# Petty knife- Masamoto or Mac?



## tarak (Feb 20, 2017)

Hi all. Looking into getting a 6" petty/utility knife. I'm a very serious home cook, not a pro. Take good care of my knives though.

I've been planning to get a Mac pro, I have the 5" version and its a nice little knife. However, I really love my Masamoto VG gyuto, I have the 210 and am going to get the 240 soon. My question is- would the Masamoto VG petty be worth the extra $30 over the Mac?

Thanks,

Chris


----------



## rick alan (Nov 15, 2012)

Haven't used either, but would go with the MAC here for the savings as I don't believe the Masamoto VG has any advantages, and they have been having reported FF issues for a while now.


----------



## scott livesey (Jan 25, 2013)

have you looked at Ajikiri style knives? here is a link to some http://knifejapan.com/knife-types/ajikiri/. they are basically a baby deba. at some Japanese knife sites, you won't find Ajikiri, but they will have deba as short as 85mm. I have several and use them for most prep work. just an option from a petty that looks like a big paring knife


----------



## millionsknives (Apr 25, 2014)

Not really what ajikiri is for at all, single bevel edge doesnt hold up to board work


----------



## tarak (Feb 20, 2017)

Thanks all. I'm probably not interested in an ajikri at this time- I'm a little bit of a traditionalist - I think I'd like a straight forward petty. Thank you though. Maybe someday.

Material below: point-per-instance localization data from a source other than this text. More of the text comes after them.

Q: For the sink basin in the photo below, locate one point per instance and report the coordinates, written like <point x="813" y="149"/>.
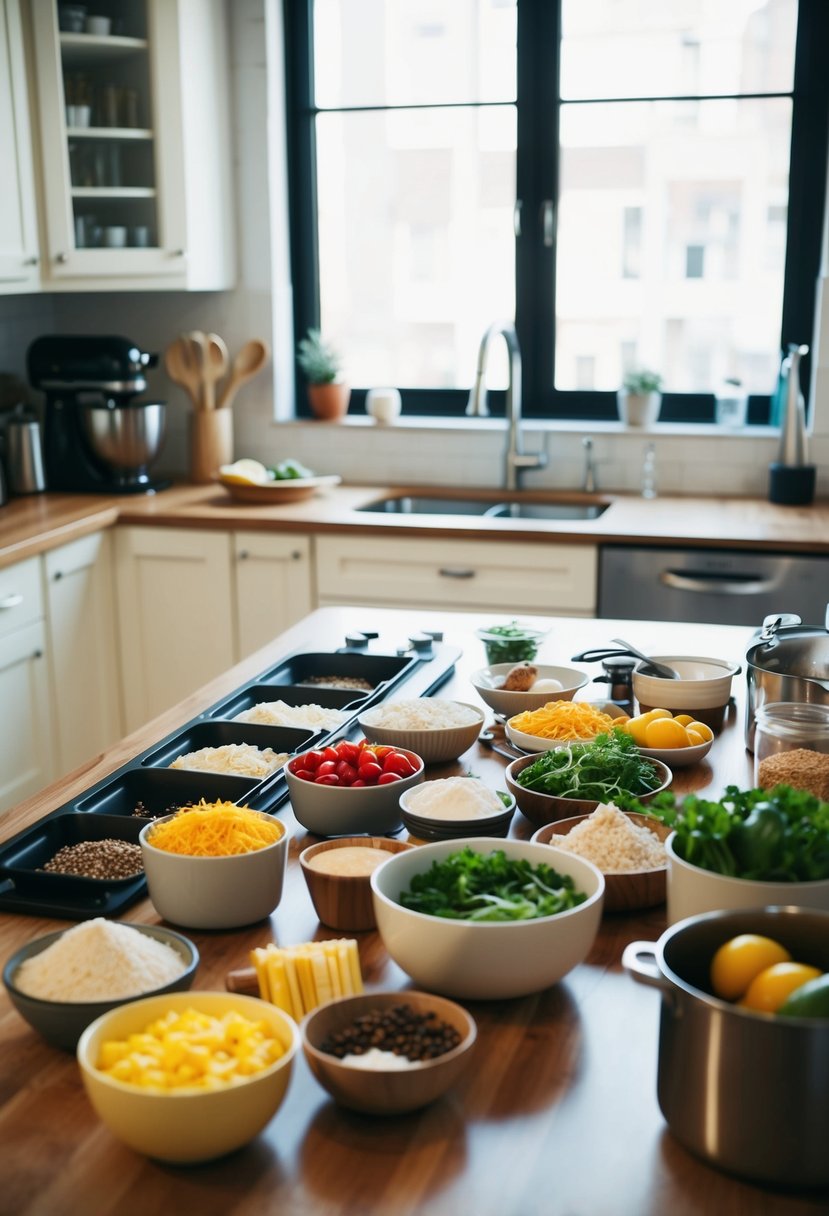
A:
<point x="429" y="505"/>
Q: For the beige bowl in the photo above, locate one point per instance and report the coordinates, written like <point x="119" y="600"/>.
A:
<point x="434" y="744"/>
<point x="214" y="893"/>
<point x="625" y="890"/>
<point x="191" y="1125"/>
<point x="396" y="1090"/>
<point x="343" y="901"/>
<point x="485" y="961"/>
<point x="692" y="890"/>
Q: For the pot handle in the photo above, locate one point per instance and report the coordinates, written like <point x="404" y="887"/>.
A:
<point x="639" y="962"/>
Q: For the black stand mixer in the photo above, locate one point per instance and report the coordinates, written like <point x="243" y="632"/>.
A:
<point x="97" y="438"/>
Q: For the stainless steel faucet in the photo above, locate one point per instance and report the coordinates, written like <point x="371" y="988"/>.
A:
<point x="515" y="460"/>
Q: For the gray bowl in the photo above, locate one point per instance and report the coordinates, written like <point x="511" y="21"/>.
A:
<point x="62" y="1023"/>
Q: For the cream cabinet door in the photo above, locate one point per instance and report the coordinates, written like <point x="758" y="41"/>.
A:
<point x="272" y="581"/>
<point x="83" y="654"/>
<point x="175" y="615"/>
<point x="457" y="574"/>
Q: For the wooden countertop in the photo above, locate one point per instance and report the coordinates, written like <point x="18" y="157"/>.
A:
<point x="557" y="1116"/>
<point x="33" y="524"/>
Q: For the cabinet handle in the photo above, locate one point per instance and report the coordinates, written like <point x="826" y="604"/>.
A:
<point x="447" y="572"/>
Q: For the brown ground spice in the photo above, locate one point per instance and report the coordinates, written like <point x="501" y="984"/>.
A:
<point x="801" y="769"/>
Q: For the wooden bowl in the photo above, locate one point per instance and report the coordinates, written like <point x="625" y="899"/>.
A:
<point x="542" y="809"/>
<point x="344" y="901"/>
<point x="381" y="1092"/>
<point x="624" y="890"/>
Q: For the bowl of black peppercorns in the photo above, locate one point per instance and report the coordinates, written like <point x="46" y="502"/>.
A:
<point x="385" y="1053"/>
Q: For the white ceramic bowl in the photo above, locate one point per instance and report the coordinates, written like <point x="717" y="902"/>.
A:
<point x="214" y="893"/>
<point x="485" y="962"/>
<point x="486" y="684"/>
<point x="535" y="743"/>
<point x="345" y="810"/>
<point x="703" y="687"/>
<point x="434" y="744"/>
<point x="190" y="1125"/>
<point x="692" y="890"/>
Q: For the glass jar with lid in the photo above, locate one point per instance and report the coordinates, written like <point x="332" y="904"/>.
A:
<point x="791" y="747"/>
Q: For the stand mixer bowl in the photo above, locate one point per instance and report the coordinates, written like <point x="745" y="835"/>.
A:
<point x="127" y="438"/>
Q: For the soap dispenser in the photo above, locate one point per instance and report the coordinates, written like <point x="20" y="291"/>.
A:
<point x="791" y="478"/>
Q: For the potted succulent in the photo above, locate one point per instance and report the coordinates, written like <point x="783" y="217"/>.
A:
<point x="639" y="398"/>
<point x="327" y="395"/>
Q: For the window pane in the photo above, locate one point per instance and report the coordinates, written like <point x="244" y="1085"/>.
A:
<point x="670" y="247"/>
<point x="416" y="240"/>
<point x="675" y="48"/>
<point x="377" y="52"/>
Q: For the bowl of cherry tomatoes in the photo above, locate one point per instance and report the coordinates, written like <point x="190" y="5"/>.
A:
<point x="351" y="788"/>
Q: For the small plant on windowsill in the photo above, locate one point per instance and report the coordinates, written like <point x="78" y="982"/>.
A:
<point x="639" y="398"/>
<point x="327" y="394"/>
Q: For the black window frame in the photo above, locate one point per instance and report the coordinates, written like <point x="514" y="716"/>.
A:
<point x="536" y="180"/>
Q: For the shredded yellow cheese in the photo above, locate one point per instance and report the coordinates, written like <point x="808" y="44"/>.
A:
<point x="215" y="829"/>
<point x="297" y="979"/>
<point x="563" y="720"/>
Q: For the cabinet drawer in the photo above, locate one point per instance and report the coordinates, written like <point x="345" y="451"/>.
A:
<point x="457" y="574"/>
<point x="21" y="595"/>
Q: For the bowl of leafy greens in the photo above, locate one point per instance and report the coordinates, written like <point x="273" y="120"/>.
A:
<point x="485" y="919"/>
<point x="573" y="780"/>
<point x="750" y="848"/>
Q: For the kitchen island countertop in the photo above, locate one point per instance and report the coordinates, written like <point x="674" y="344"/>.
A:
<point x="558" y="1115"/>
<point x="35" y="523"/>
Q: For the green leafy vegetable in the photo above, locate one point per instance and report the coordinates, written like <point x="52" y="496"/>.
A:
<point x="469" y="885"/>
<point x="768" y="836"/>
<point x="602" y="770"/>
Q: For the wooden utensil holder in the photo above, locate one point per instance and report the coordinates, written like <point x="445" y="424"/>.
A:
<point x="210" y="444"/>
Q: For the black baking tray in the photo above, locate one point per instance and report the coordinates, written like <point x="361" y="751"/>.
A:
<point x="108" y="806"/>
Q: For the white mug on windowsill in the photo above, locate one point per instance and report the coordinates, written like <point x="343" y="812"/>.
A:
<point x="383" y="404"/>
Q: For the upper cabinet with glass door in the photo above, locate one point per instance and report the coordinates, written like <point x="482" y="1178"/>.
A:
<point x="135" y="144"/>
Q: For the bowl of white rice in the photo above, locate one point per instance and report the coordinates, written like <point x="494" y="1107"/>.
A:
<point x="436" y="730"/>
<point x="63" y="981"/>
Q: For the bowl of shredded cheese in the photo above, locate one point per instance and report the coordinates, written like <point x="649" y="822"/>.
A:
<point x="559" y="722"/>
<point x="189" y="1076"/>
<point x="214" y="865"/>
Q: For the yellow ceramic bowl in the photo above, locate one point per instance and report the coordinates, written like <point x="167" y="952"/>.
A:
<point x="191" y="1125"/>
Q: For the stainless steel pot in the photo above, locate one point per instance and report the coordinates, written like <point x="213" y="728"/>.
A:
<point x="789" y="662"/>
<point x="744" y="1091"/>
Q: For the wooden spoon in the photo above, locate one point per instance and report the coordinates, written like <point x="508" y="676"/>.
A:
<point x="181" y="369"/>
<point x="251" y="360"/>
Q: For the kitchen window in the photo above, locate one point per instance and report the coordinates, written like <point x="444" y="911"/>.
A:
<point x="637" y="183"/>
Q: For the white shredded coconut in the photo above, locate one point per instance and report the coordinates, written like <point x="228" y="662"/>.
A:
<point x="613" y="842"/>
<point x="99" y="961"/>
<point x="454" y="798"/>
<point x="278" y="713"/>
<point x="242" y="759"/>
<point x="421" y="715"/>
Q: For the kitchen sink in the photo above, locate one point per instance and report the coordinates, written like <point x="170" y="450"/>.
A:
<point x="429" y="505"/>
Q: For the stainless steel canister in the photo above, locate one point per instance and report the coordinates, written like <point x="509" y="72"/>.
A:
<point x="24" y="456"/>
<point x="744" y="1091"/>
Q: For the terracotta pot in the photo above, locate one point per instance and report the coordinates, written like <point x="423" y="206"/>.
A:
<point x="328" y="401"/>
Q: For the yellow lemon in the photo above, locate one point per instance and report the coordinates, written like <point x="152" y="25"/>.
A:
<point x="742" y="960"/>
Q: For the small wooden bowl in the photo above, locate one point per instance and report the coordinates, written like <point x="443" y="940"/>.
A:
<point x="396" y="1091"/>
<point x="344" y="901"/>
<point x="624" y="890"/>
<point x="542" y="809"/>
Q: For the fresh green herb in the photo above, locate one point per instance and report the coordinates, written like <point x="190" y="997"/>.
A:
<point x="518" y="646"/>
<point x="602" y="770"/>
<point x="768" y="836"/>
<point x="469" y="885"/>
<point x="288" y="469"/>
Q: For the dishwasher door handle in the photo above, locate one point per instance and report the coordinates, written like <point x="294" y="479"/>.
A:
<point x="717" y="584"/>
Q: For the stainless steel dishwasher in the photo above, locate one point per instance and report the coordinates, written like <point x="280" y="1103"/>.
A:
<point x="710" y="586"/>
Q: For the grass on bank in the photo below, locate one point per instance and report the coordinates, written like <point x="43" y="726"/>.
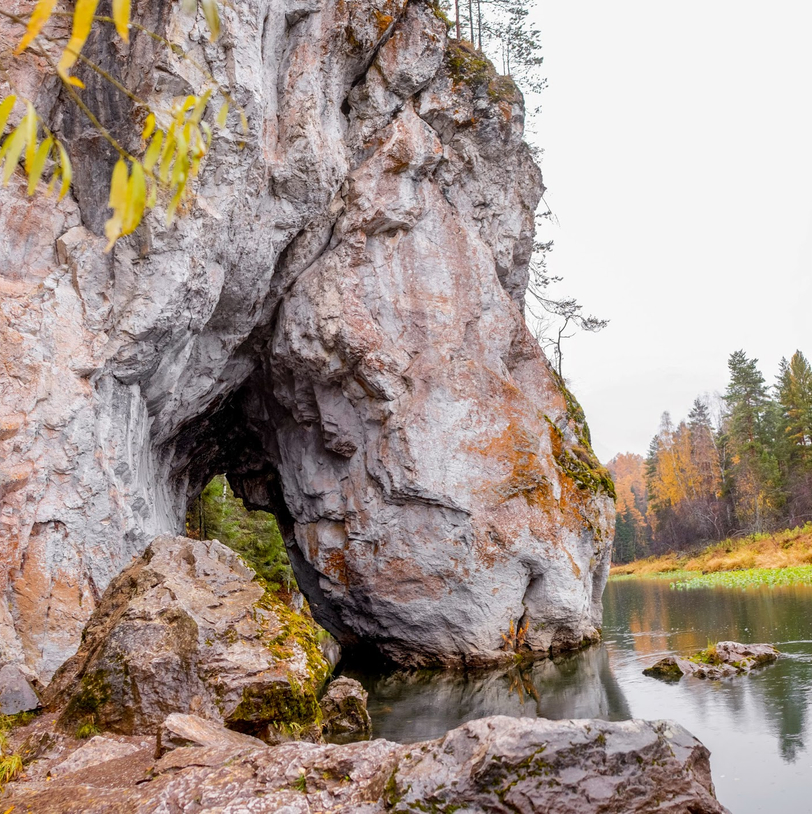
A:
<point x="783" y="558"/>
<point x="11" y="764"/>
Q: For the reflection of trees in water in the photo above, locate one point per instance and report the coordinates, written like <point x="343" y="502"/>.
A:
<point x="663" y="619"/>
<point x="415" y="706"/>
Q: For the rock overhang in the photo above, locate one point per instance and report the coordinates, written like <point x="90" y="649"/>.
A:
<point x="337" y="324"/>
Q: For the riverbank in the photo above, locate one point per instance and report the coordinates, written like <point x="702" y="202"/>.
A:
<point x="762" y="556"/>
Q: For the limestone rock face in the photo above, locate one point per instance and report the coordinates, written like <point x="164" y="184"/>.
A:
<point x="186" y="629"/>
<point x="491" y="765"/>
<point x="344" y="710"/>
<point x="179" y="731"/>
<point x="336" y="322"/>
<point x="722" y="660"/>
<point x="16" y="694"/>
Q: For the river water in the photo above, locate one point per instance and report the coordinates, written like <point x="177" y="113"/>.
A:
<point x="757" y="727"/>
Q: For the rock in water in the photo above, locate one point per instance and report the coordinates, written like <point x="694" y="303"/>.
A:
<point x="187" y="629"/>
<point x="531" y="766"/>
<point x="16" y="694"/>
<point x="337" y="323"/>
<point x="344" y="710"/>
<point x="719" y="661"/>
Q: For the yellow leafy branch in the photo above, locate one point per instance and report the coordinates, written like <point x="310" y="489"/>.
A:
<point x="172" y="153"/>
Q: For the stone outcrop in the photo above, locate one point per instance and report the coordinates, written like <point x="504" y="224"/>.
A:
<point x="187" y="629"/>
<point x="494" y="764"/>
<point x="336" y="322"/>
<point x="721" y="660"/>
<point x="344" y="711"/>
<point x="16" y="693"/>
<point x="179" y="731"/>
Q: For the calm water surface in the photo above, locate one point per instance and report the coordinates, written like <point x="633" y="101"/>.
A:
<point x="757" y="727"/>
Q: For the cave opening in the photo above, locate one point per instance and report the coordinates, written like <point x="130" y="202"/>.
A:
<point x="218" y="513"/>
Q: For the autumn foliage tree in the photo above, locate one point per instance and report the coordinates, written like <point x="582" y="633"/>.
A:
<point x="750" y="471"/>
<point x="173" y="142"/>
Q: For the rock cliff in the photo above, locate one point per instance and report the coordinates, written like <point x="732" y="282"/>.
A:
<point x="336" y="322"/>
<point x="497" y="765"/>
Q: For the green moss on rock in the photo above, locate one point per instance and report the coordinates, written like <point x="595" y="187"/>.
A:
<point x="579" y="462"/>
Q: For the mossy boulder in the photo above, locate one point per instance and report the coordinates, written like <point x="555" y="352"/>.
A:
<point x="720" y="660"/>
<point x="189" y="628"/>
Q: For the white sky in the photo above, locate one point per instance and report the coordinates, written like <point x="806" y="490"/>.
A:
<point x="678" y="161"/>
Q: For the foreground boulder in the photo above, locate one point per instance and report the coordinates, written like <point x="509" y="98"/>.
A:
<point x="718" y="661"/>
<point x="344" y="711"/>
<point x="336" y="323"/>
<point x="490" y="765"/>
<point x="16" y="693"/>
<point x="188" y="629"/>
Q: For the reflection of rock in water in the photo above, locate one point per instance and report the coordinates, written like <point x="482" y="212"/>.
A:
<point x="414" y="706"/>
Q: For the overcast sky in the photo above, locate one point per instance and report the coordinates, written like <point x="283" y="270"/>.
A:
<point x="678" y="161"/>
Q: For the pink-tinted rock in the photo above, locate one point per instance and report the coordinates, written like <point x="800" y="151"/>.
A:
<point x="493" y="764"/>
<point x="336" y="322"/>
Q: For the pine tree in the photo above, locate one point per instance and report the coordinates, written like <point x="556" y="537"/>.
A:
<point x="748" y="425"/>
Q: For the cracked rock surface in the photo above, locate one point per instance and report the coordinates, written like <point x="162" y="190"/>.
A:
<point x="491" y="765"/>
<point x="335" y="322"/>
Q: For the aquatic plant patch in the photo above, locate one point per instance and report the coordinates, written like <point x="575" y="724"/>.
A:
<point x="744" y="579"/>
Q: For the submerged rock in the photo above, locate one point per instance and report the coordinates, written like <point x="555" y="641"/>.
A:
<point x="719" y="661"/>
<point x="344" y="710"/>
<point x="493" y="764"/>
<point x="337" y="323"/>
<point x="188" y="629"/>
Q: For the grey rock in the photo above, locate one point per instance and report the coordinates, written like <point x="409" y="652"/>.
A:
<point x="724" y="659"/>
<point x="491" y="765"/>
<point x="97" y="750"/>
<point x="337" y="323"/>
<point x="344" y="710"/>
<point x="187" y="629"/>
<point x="578" y="767"/>
<point x="16" y="694"/>
<point x="180" y="730"/>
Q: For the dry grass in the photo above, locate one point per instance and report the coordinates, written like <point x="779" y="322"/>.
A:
<point x="784" y="549"/>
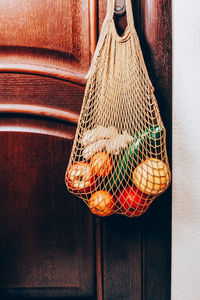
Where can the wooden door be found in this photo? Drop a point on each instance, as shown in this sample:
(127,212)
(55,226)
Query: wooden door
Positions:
(51,246)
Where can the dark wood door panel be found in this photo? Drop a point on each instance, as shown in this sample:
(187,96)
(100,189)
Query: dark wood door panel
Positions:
(46,233)
(147,265)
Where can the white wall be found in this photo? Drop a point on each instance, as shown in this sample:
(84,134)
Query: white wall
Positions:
(186,151)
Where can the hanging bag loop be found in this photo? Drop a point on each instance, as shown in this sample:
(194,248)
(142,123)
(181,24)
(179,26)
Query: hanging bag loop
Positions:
(119,161)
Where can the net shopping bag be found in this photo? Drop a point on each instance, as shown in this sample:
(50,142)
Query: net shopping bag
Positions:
(118,162)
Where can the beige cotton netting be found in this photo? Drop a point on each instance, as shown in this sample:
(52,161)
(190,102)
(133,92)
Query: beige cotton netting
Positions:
(118,162)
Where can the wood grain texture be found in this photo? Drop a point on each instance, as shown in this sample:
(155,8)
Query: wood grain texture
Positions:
(40,245)
(47,37)
(40,95)
(150,242)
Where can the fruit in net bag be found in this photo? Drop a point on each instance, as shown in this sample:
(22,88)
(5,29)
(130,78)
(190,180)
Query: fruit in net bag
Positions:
(102,203)
(132,202)
(151,176)
(80,178)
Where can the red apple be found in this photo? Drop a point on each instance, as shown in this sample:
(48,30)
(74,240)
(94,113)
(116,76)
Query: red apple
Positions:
(132,202)
(80,178)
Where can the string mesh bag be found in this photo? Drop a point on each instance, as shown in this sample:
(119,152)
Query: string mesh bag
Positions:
(118,162)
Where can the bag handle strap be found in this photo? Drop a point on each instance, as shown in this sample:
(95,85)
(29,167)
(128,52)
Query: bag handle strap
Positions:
(105,27)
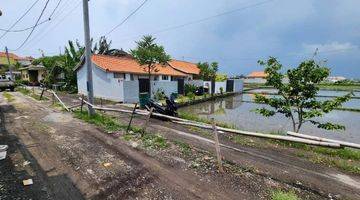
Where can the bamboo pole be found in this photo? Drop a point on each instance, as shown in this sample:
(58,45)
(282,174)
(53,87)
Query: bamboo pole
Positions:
(132,116)
(262,135)
(62,103)
(82,102)
(342,143)
(217,147)
(147,119)
(206,126)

Rick Alan- my Masamoto has zero Fit and finish issues, that has been my experience with one knife.


----------



## foody518 (Aug 6, 2015)

Are you going to be using the 5" for other things when you get the new 6"?


----------



## mike9 (Jul 13, 2012)

Not for nothing, but the Tojiro ITK 150mm KU Petty is an excellent knife and one of the tallest of many out there. For $40 it's a no brainer IMO.

http://www.chefknivestogo.com/toshitk15pe.html


----------